The analysis presented several methodological difficulties. The data included 400 observations without final decisions recorded at the time of data extraction. We treated these cases as a separate category of outcome. Outcomes were recorded at three decision points, but outcomes at later decision points were conditional on earlier decisions. For this analysis, we modelled outcomes separately for the three decision points—triage, investigation, and adjudication. At each decision point, we fitted a multinomial logistic model with the decision outcome as the dependent variable. This had the categories “high impact” outcome, “intermediate impact” outcome, “low impact” outcome, and no decision yet. At the investigation and adjudication decision points, we classified observations that were associated with low or intermediate impact outcomes at the earlier decision points, and which therefore did not progress to the later decision point, as having low impact decisions at the later decision point. This allowed all observations to be included in the analysis for each decision point. As a sensitivity analysis, we evaluated outcomes for those inquiries that were referred for further investigation at the triage stage. We estimated odds ratios for high impact outcomes at each decision point for each variable listed, using the low impact category “closed, no further action” for reference.

Explanatory variables included were sex, country of qualification (grouped as UK, rest of European Union and European Economic Area, and outside this area), years since qualification, doctor’s specialty, inquiry type, inquiry source, and (in selected models) content of inquiry. We did not include content of inquiry at the investigation stage, because allegations are not entered on the GMC database for inquiries that are closed at triage. We used the robust option to allow for clustering of inquiry outcomes by doctor. We explored whether ethnicity was an effect modifier by testing for interactions and comparing outcomes for non-UK trained doctors after stratifying by ethnic group.

Sample size calculation

We anticipated a sample of 8000 inquiries, including 2000 concerning doctors qualified outside the UK. If 40% of those inquiries received high impact decisions at triage, we would have more than 90% power to detect a difference in proportion of such decisions between groups of about 4.5%. If 600 cases (including 200 concerning doctors qualified outside the UK) progressed through the process as far as a fitness to practise panel hearing, and 50% of those cases received high impact decisions at adjudication, then we would have more than 90% power to detect a difference in proportion of unfavourable decisions between groups of 15%.

Results

Sample characteristics

We had 12 246 records of allegations available for analysis. We excluded one record with missing information on sex and 123 records because they were restoration applications. We then had 12 122 records remaining. We grouped records for allegations relating to the same doctor, received on the same date, and allocated to the same route at triage and treated them as a single inquiry. This process identified 7526 inquiries, involving 6954 doctors.

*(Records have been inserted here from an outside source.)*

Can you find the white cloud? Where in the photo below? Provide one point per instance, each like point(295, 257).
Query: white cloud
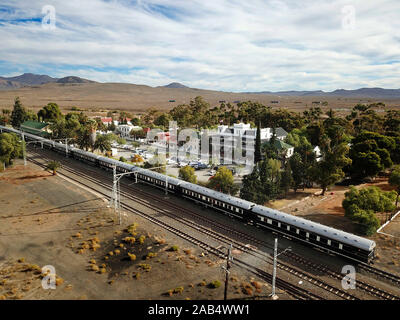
point(214, 44)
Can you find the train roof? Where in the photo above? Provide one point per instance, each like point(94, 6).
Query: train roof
point(218, 195)
point(160, 176)
point(338, 235)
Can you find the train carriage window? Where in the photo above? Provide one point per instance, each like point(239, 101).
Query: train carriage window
point(323, 240)
point(335, 244)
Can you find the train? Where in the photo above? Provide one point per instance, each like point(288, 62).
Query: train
point(310, 233)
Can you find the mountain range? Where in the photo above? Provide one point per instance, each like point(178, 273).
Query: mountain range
point(30, 79)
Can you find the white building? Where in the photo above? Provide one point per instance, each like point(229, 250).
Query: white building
point(242, 136)
point(125, 129)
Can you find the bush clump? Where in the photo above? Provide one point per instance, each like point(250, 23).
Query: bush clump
point(215, 284)
point(362, 205)
point(132, 256)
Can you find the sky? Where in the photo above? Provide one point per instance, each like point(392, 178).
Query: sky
point(229, 45)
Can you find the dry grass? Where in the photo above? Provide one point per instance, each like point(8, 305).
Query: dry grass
point(96, 98)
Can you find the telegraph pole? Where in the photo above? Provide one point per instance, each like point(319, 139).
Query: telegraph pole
point(273, 295)
point(23, 147)
point(228, 266)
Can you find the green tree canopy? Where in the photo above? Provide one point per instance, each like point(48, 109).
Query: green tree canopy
point(394, 180)
point(361, 206)
point(103, 143)
point(50, 113)
point(223, 181)
point(187, 173)
point(10, 148)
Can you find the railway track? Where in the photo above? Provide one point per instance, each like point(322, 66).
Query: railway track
point(381, 273)
point(315, 281)
point(295, 291)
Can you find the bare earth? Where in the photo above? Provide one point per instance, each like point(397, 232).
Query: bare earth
point(328, 210)
point(46, 220)
point(96, 98)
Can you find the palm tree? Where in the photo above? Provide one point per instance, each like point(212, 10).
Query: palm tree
point(103, 143)
point(54, 166)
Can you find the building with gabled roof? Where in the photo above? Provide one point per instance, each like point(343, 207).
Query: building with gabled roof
point(35, 127)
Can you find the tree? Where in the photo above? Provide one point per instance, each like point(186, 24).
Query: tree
point(187, 174)
point(371, 153)
point(103, 143)
point(10, 148)
point(298, 171)
point(394, 180)
point(50, 113)
point(19, 114)
point(362, 205)
point(257, 150)
point(163, 120)
point(286, 179)
point(138, 134)
point(264, 183)
point(53, 166)
point(330, 169)
point(223, 181)
point(137, 158)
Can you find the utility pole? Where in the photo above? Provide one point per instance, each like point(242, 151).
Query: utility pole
point(228, 266)
point(273, 295)
point(114, 196)
point(23, 147)
point(66, 147)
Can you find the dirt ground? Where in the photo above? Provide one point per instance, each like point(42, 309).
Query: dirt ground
point(328, 210)
point(48, 221)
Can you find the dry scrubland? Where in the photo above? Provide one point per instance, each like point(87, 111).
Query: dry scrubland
point(96, 98)
point(46, 220)
point(328, 210)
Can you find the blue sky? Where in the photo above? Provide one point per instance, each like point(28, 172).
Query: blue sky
point(255, 45)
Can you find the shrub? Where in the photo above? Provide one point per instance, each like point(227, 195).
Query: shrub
point(130, 240)
point(361, 206)
point(151, 255)
point(95, 268)
point(215, 284)
point(178, 290)
point(132, 256)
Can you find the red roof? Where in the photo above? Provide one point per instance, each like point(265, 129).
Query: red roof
point(106, 120)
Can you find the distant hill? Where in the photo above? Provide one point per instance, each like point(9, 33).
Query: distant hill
point(175, 85)
point(7, 84)
point(31, 79)
point(374, 93)
point(72, 79)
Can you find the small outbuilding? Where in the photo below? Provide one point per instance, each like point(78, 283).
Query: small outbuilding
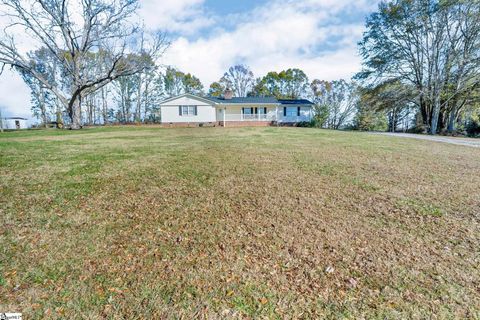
point(14, 123)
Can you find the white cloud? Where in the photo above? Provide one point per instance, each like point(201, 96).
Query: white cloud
point(183, 16)
point(318, 36)
point(276, 36)
point(14, 95)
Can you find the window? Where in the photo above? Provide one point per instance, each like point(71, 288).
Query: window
point(187, 111)
point(247, 110)
point(291, 112)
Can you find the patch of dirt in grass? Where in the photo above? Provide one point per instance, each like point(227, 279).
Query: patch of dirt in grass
point(206, 223)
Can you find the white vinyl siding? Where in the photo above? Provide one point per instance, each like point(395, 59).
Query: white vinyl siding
point(188, 111)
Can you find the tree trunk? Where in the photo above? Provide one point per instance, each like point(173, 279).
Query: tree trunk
point(43, 108)
point(104, 107)
point(435, 115)
point(76, 114)
point(451, 121)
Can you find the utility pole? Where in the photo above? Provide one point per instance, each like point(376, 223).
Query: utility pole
point(1, 121)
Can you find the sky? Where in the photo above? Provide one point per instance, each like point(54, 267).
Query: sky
point(208, 36)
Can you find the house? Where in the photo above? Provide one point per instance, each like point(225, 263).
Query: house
point(14, 123)
point(192, 110)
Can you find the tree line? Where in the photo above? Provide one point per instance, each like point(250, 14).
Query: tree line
point(93, 65)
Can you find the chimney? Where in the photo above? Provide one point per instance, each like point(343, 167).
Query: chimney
point(228, 94)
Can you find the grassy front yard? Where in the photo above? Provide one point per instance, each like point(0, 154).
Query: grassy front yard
point(237, 223)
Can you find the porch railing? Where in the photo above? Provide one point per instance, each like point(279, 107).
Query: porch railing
point(264, 117)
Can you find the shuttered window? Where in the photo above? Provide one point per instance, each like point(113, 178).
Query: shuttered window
point(187, 111)
point(290, 112)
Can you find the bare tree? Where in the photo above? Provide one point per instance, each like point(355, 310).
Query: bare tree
point(77, 33)
point(240, 79)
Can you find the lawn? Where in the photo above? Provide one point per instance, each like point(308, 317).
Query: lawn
point(237, 223)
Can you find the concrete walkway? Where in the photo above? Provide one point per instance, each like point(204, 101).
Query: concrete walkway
point(452, 140)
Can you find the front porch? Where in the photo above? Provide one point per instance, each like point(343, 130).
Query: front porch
point(262, 116)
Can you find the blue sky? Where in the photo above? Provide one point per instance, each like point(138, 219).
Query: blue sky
point(209, 36)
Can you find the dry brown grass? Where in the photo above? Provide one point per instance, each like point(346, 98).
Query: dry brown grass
point(237, 223)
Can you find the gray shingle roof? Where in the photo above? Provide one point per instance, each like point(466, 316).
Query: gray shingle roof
point(260, 100)
point(294, 101)
point(243, 100)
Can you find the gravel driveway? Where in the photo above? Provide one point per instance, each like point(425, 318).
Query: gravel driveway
point(458, 141)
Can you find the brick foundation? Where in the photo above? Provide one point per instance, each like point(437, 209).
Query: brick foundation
point(247, 123)
point(189, 124)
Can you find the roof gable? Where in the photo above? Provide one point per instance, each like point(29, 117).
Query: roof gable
point(189, 96)
point(245, 100)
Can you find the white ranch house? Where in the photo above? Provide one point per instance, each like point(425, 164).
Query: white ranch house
point(188, 109)
point(14, 123)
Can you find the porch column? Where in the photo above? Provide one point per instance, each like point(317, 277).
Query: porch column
point(276, 114)
point(224, 116)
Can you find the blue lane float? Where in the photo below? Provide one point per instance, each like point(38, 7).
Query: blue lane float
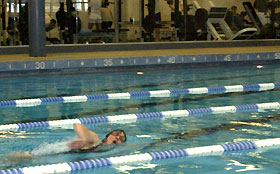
point(138, 95)
point(145, 157)
point(130, 118)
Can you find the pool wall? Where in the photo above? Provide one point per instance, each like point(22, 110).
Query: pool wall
point(138, 54)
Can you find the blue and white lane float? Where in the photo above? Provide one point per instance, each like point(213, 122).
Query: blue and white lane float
point(138, 95)
point(144, 157)
point(130, 118)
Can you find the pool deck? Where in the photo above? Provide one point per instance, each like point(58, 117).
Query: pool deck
point(140, 53)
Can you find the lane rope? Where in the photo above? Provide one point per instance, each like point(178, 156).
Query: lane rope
point(144, 157)
point(138, 95)
point(130, 118)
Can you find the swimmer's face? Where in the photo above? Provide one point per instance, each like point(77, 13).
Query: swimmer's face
point(116, 137)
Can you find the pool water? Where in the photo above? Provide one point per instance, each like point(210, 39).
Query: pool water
point(148, 135)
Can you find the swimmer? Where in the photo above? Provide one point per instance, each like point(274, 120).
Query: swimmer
point(88, 142)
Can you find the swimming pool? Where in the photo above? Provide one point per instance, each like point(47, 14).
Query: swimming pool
point(151, 134)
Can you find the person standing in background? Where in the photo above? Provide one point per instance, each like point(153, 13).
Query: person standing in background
point(95, 14)
point(158, 20)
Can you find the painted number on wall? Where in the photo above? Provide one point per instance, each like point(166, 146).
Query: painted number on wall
point(40, 65)
point(108, 62)
point(171, 60)
point(227, 58)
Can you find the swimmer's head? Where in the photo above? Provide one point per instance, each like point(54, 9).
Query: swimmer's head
point(117, 136)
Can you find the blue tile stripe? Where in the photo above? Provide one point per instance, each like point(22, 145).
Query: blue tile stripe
point(254, 87)
point(220, 89)
point(97, 97)
point(12, 171)
point(135, 95)
point(168, 154)
point(140, 95)
point(143, 116)
point(147, 157)
point(245, 145)
point(247, 107)
point(89, 164)
point(148, 115)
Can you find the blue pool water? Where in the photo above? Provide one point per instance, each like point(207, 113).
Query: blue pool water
point(144, 136)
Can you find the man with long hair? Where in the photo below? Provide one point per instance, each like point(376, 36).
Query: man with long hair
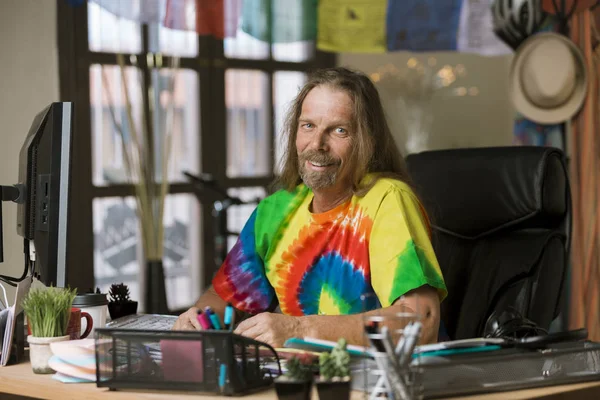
point(345, 235)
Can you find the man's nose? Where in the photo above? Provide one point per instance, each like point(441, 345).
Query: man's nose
point(320, 141)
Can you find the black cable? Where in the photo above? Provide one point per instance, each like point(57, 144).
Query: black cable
point(8, 283)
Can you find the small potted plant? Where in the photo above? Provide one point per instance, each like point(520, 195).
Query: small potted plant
point(334, 373)
point(48, 311)
point(296, 383)
point(120, 304)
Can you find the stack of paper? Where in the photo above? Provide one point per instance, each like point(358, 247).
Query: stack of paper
point(8, 318)
point(74, 360)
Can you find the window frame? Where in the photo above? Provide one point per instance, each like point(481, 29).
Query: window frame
point(210, 64)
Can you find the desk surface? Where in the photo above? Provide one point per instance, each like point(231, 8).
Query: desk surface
point(20, 380)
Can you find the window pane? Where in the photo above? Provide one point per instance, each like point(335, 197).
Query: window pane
point(181, 87)
point(107, 144)
point(286, 85)
point(118, 250)
point(176, 100)
point(245, 46)
point(109, 33)
point(248, 127)
point(180, 43)
point(238, 215)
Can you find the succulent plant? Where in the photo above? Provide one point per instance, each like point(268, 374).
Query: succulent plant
point(119, 293)
point(299, 368)
point(336, 363)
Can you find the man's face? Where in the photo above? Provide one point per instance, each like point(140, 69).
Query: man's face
point(324, 138)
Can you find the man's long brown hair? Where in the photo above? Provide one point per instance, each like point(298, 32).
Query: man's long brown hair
point(373, 147)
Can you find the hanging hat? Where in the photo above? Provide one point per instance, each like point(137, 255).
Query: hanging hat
point(548, 79)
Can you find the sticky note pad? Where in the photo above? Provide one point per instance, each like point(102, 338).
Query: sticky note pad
point(182, 360)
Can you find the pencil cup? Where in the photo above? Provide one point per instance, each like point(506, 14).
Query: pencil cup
point(391, 337)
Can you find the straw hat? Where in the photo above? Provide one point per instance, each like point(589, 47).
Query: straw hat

Of the 7526 inquiries, 2663 (35%) were referred for further investigation by the GMC, 512 (7%) were subsequently referred for adjudication, and 164 (2%) resulted in erasure or suspension of the doctor concerned. Four hundred inquiries had reached no final outcome by April 2009 when the dataset was extracted (199 of these were still awaiting a decision following investigation, and 201 were awaiting the outcome of adjudication). The figurefigure shows a flow chart.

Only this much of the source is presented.